The modern tenets of trustworthiness

In today’s hyper-aware world, it’s more important than ever for companies to dedicate themselves to principles that will nurture a trustworthy culture, and embracing the following tenets is a good place to start:

Determine the value you bring to the public and commit to it. Every company has a reason for existing beyond making a profit. In the case of Northwestern Mutual, our mission is to help people become financially secure -- so they can live more and worry less. In doing that, we are working to solve the financial vulnerability that too many people experience. Committing to that mission and being transparent about how your organization works toward accomplishing it goes a long way toward building trustworthiness.

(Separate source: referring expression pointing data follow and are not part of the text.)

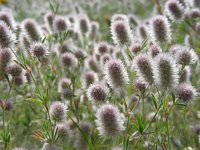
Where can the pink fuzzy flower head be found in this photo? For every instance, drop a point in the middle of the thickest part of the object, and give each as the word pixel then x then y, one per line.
pixel 185 92
pixel 109 120
pixel 160 29
pixel 58 111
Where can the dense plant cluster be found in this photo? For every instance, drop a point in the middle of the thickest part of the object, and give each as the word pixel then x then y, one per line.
pixel 94 75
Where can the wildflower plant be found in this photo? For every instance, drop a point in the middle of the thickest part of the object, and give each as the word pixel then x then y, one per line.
pixel 95 75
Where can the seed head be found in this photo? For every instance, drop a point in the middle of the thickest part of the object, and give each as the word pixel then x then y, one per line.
pixel 185 75
pixel 60 24
pixel 31 29
pixel 58 111
pixel 64 84
pixel 14 69
pixel 7 38
pixel 185 92
pixel 186 56
pixel 143 64
pixel 109 121
pixel 7 18
pixel 121 32
pixel 140 84
pixel 83 24
pixel 166 72
pixel 102 48
pixel 154 49
pixel 174 10
pixel 89 78
pixel 116 74
pixel 98 92
pixel 68 60
pixel 160 29
pixel 39 50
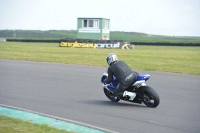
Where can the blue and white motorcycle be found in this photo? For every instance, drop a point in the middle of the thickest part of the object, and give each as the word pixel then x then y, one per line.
pixel 144 93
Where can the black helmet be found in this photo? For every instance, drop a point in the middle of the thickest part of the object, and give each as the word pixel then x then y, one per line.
pixel 111 58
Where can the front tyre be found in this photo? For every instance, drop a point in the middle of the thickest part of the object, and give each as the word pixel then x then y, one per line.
pixel 151 98
pixel 110 96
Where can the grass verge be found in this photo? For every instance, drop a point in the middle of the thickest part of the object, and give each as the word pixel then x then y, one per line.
pixel 152 58
pixel 12 125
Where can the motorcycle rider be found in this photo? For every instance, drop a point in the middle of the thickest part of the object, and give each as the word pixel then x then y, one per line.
pixel 124 75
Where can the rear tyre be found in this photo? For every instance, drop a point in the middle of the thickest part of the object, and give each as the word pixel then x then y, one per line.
pixel 110 96
pixel 151 98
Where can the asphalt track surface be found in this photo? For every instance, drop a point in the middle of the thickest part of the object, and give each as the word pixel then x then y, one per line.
pixel 74 92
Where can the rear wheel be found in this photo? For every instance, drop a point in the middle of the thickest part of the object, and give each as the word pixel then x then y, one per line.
pixel 110 96
pixel 150 97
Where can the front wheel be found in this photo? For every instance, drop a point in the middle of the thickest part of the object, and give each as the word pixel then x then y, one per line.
pixel 110 96
pixel 150 97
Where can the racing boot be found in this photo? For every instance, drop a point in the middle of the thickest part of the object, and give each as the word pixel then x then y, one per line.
pixel 131 95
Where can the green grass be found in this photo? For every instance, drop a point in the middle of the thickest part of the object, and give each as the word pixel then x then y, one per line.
pixel 153 58
pixel 11 125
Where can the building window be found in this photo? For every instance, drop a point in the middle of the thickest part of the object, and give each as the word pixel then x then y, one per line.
pixel 91 23
pixel 106 24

Competency and conduct matters. It doesn’t matter what you say; it matters what you do. Your clients, your employees and your future customers are always watching -- and they’re making decisions about you and your enterprise based on what they see. You have to execute on your core business functions in a consistent and high-quality way -- while being transparent and demonstrating exceptionally trustworthy conduct. In other words, good intentions aren’t enough.

Consistency is crucial. Acting in a trustworthy manner should be something your organization earnestly commits to. You need time for your business to build a track record as a trustworthy actor. I’ll share an example of this based on our own business. Next year will be our 150th consecutive year paying dividends to our policyowners -- while they’re not guaranteed, we manage our business so we can share our success and deliver value, options and flexibility to help our policyowners achieve greater financial security. When your track record is clear -- literally over the course of generations -- it helps people see that you live up to your word and follow through on commitments in a consistent way.

Establishing a company as trustworthy takes commitment, resolve and patience. It’s not an easy road for business leaders to walk down, but it’s the right one. And the reward of strong customer loyalty, high levels of satisfaction and consistent growth over the long term are more than worth it.

(John Schlifske is the chairman, president and CEO at Northwestern Mutual.)